In following our author, we have endeavoured to trace the origin and main object of the Ignatian scheme. And what was it? To restore Catholicism-to regain all that the Popedom had lost-in one word, to bring about a complete restoration of the ancient faith. We have watched the endeavours of the Jesuits, and we have seen their success and triumphs. And yet, what have they gained? How have their labours and toils been rewarded? What has Roman Catholicism gained by this process of centuries under its most redoubtable champions? Why,' to speak with our historian, that their downfall was the most undeniable evidence that the popedom was sunk in hopeless degradation-the spirit of Catholicism scarcely anywhere unalloyed by doubt or indifference-the Catholic kingdoms of Europe shorn of their greatness-whilst the Protestant dynasties (the object of Jesuit machination from the beginning,) soared triumphant in the sphere of politics, deriving their power, wealth, and glory, from the expanding energies of Protestantism. These are a few of the results of Protestantism; these are only a few of those blessings that attend the principles of a genuine Reformation.

From the foregoing brief outline of the work under consideration, the reader will be able to judge of its extent, learning, and interest. We have read it with intense pleasure, and do not hesitate to say, that it belongs to the best productions of the day.

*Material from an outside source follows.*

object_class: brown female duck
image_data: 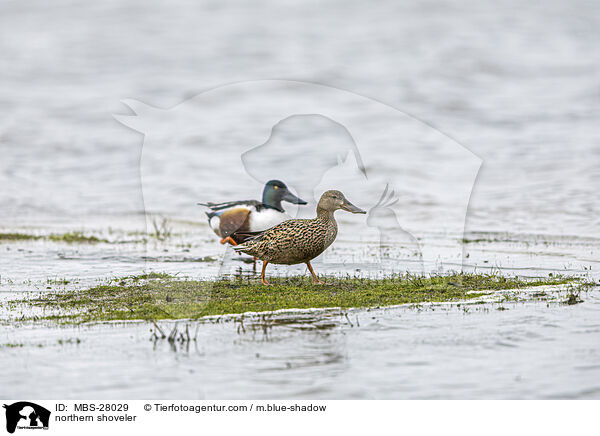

The candour, calmness, and philanthropy, with which the whole has been managed, are among its finest, as well as most praiseworthy features. If to this we add, that it has been got up in a generous and elegant style, and is amply furnished with woodcuts and steel engravings of some of the most distinguished Jesuits, we have said enough to recommend the book to every lover of truth, whether Protestant or Roman Catholic.